S3 Access¶
Jetliner provides first-class support for reading Avro files directly from Amazon S3 and S3-compatible services.
Basic S3 Usage¶
Using Default Credentials¶
When AWS credentials are configured via environment variables, IAM roles, or AWS config files:
import jetliner
# Read from S3 using default credentials
df = jetliner.scan_avro("s3://my-bucket/data/records.avro").collect()
# With the iterator API
with jetliner.open("s3://my-bucket/data/records.avro") as reader:
for batch in reader:
process(batch)
Using Explicit Credentials¶
Pass credentials directly via storage_options:
import jetliner
df = jetliner.scan_avro(
"s3://my-bucket/data/records.avro",
storage_options={
"aws_access_key_id": "AKIAIOSFODNN7EXAMPLE",
"aws_secret_access_key": "wJalrXUtnFEMI/K7MDENG/bPxRfiCYEXAMPLEKEY",
"region": "us-east-1",
}
).collect()
Security
Avoid hardcoding credentials in source code. Use environment variables or IAM roles in production.
Authentication Methods¶
Environment Variables¶
Set AWS credentials as environment variables:
export AWS_ACCESS_KEY_ID=AKIAIOSFODNN7EXAMPLE
export AWS_SECRET_ACCESS_KEY=wJalrXUtnFEMI/K7MDENG/bPxRfiCYEXAMPLEKEY
export AWS_REGION=us-east-1
Then read without explicit credentials:
IAM Roles (EC2, Lambda, ECS)¶
When running on AWS infrastructure with an IAM role attached, credentials are obtained automatically:
AWS Profiles¶
Use a specific AWS profile:
Explicit Credentials (storage_options)¶
The storage_options parameter accepts:
| Key | Description |
|---|---|
aws_access_key_id |
AWS access key ID |
aws_secret_access_key |
AWS secret access key |
region |
AWS region (e.g., us-east-1) |
endpoint |
Custom S3 endpoint URL |
max_retries |
Maximum retry attempts for transient failures |
Explicit credentials take precedence over environment variables.
S3-Compatible Services¶
Jetliner works with any S3-compatible service by specifying a custom endpoint.
MinIO¶
import jetliner
df = jetliner.scan_avro(
"s3://my-bucket/data.avro",
storage_options={
"endpoint": "http://localhost:9000",
"aws_access_key_id": "minioadmin",
"aws_secret_access_key": "minioadmin",
}
).collect()
LocalStack¶
import jetliner
df = jetliner.scan_avro(
"s3://my-bucket/data.avro",
storage_options={
"endpoint": "http://localhost:4566",
"aws_access_key_id": "test",
"aws_secret_access_key": "test",
}
).collect()
Cloudflare R2¶
import jetliner
df = jetliner.scan_avro(
"s3://my-bucket/data.avro",
storage_options={
"endpoint": "https://ACCOUNT_ID.r2.cloudflarestorage.com",
"aws_access_key_id": "your-r2-access-key",
"aws_secret_access_key": "your-r2-secret-key",
}
).collect()
DigitalOcean Spaces¶
import jetliner
df = jetliner.scan_avro(
"s3://my-space/data.avro",
storage_options={
"endpoint": "https://nyc3.digitaloceanspaces.com",
"aws_access_key_id": "your-spaces-key",
"aws_secret_access_key": "your-spaces-secret",
}
).collect()
Query Optimization with S3¶
All query optimizations work with S3 sources:
import jetliner
import polars as pl
# Projection pushdown - only downloads needed columns
result = (
jetliner.scan_avro("s3://bucket/large-file.avro")
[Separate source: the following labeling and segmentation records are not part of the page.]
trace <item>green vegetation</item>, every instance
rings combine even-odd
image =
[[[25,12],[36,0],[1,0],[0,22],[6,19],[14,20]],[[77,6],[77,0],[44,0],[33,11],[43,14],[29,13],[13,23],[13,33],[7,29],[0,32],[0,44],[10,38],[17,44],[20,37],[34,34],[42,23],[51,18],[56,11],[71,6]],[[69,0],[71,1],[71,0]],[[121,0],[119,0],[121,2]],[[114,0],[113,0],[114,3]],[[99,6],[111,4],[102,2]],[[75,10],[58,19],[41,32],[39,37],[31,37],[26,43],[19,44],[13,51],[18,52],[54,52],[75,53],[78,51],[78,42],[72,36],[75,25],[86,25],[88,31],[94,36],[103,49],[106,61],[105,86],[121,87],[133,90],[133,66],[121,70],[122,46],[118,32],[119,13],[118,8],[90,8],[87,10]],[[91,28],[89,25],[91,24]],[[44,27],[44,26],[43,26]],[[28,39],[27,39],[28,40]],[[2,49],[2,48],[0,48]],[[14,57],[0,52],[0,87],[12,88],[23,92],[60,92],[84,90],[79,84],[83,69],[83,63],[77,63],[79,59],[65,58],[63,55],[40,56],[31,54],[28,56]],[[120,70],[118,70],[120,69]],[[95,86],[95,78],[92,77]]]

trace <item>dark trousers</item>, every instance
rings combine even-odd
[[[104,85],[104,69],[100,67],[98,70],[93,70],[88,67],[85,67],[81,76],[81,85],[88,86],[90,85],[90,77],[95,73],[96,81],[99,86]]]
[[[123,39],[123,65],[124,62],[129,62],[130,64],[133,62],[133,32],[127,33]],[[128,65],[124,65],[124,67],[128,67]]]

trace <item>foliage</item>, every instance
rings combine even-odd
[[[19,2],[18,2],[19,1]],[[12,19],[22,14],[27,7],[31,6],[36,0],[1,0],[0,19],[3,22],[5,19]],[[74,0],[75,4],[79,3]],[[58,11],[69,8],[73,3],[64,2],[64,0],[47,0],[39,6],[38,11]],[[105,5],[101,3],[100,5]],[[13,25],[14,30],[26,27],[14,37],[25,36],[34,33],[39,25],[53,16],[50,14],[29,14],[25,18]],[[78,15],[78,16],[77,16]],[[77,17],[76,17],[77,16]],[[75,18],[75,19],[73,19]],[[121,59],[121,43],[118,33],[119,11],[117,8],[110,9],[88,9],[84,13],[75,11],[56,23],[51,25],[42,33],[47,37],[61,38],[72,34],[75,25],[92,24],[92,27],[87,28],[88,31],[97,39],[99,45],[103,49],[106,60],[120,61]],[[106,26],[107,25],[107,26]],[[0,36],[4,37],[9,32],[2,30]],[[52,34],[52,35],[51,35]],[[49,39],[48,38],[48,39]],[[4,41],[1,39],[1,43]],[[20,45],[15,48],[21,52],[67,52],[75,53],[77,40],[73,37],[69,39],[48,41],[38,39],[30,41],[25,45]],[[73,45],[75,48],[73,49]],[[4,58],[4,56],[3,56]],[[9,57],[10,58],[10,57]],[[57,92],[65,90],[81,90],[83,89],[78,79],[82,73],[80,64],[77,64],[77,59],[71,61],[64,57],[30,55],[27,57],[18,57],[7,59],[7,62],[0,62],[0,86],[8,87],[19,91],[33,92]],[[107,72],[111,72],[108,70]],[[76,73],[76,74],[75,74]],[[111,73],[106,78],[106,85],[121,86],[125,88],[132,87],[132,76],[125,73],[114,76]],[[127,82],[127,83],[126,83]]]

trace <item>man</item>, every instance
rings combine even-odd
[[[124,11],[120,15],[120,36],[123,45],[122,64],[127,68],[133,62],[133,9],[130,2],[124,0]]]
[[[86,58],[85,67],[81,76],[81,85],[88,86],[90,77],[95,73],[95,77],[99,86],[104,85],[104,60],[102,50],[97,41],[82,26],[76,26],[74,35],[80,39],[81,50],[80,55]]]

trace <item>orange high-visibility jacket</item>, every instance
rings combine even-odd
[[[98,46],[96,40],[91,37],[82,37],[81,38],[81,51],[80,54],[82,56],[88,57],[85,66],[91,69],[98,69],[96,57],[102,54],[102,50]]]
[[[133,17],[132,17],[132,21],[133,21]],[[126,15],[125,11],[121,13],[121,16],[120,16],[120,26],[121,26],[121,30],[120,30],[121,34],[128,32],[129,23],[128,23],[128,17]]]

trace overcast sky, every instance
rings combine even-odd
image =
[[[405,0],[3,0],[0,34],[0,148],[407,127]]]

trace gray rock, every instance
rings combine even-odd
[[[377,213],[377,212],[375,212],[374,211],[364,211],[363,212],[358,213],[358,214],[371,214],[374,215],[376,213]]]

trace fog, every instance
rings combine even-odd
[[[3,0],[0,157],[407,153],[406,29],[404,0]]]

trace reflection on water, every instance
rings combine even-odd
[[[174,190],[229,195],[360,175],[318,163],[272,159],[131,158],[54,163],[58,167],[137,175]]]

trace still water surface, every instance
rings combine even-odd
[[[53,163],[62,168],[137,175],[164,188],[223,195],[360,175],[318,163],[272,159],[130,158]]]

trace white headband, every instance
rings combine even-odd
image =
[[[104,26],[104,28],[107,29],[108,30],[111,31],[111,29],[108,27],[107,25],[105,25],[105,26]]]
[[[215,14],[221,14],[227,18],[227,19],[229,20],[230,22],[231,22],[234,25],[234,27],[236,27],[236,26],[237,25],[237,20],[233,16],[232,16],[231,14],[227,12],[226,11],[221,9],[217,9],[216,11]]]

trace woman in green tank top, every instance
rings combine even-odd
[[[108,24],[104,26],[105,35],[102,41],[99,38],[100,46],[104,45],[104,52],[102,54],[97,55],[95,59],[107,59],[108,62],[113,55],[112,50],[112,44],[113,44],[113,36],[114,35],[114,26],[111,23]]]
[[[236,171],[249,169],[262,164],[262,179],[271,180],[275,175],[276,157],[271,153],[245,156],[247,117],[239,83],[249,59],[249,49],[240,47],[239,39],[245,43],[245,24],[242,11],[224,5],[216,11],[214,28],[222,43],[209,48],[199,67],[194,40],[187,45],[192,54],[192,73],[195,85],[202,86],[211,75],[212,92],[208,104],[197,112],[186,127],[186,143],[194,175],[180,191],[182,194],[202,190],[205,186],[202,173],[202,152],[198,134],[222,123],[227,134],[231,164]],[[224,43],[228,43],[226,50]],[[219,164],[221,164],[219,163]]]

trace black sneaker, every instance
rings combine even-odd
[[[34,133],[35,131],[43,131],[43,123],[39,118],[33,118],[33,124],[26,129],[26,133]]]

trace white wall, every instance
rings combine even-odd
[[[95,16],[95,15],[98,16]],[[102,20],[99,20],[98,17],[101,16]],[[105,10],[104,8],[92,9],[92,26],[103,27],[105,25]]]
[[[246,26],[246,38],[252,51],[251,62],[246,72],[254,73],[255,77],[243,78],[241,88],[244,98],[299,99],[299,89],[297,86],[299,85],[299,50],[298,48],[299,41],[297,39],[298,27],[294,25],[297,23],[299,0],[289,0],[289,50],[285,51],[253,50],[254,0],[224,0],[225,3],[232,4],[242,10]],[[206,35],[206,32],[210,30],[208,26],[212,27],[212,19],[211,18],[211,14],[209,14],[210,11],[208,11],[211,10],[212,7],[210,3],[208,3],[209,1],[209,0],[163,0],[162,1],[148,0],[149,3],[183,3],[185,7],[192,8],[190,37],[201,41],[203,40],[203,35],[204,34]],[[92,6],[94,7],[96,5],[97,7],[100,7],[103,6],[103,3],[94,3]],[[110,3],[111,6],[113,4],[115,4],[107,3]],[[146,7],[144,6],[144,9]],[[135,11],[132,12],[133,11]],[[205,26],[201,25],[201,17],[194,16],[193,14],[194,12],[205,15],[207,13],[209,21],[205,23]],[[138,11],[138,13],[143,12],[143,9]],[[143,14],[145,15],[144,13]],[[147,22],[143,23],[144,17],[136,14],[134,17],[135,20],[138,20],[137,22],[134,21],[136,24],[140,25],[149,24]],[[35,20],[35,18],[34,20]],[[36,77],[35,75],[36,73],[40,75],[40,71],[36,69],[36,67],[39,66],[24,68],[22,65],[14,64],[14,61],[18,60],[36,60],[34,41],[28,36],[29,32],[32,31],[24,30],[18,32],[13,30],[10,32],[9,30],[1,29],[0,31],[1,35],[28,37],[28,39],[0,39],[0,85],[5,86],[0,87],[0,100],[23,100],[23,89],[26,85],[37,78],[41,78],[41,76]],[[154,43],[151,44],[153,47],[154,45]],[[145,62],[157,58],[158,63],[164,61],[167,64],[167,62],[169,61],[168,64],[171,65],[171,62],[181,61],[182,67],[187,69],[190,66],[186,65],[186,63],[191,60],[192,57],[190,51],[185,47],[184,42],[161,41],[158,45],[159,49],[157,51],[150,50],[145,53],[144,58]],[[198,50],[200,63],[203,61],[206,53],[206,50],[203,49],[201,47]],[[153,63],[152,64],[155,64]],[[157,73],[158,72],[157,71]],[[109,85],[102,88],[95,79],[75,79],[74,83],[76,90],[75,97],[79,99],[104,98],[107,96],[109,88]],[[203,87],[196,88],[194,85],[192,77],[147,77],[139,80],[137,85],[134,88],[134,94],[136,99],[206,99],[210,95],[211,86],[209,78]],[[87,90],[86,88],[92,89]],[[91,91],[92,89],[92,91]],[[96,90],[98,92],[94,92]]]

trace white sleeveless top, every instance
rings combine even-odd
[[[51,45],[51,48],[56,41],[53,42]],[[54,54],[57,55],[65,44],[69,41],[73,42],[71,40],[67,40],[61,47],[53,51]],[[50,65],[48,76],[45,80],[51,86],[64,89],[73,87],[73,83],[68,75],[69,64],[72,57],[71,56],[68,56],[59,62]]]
.select(["user_id", "amount"])
.collect()
)
# Predicate pushdown - filters during download
result = (
jetliner.scan_avro("s3://bucket/large-file.avro")
.filter(pl.col("status") == "active")
.collect()
)
# Early stopping - stops downloading after enough rows
result = (
jetliner.scan_avro("s3://bucket/large-file.avro")
.head(1000)
.collect()
)
# Combined optimizations
result = (
jetliner.scan_avro("s3://bucket/large-file.avro")
.select(["user_id", "amount", "status"])
.filter(pl.col("amount") > 100)
.head(10000)
.collect()
)
S3 Glob Patterns¶
Read multiple files from S3 using glob patterns:
import jetliner
# Read all Avro files in a prefix
df = jetliner.read_avro("s3://bucket/data/*.avro")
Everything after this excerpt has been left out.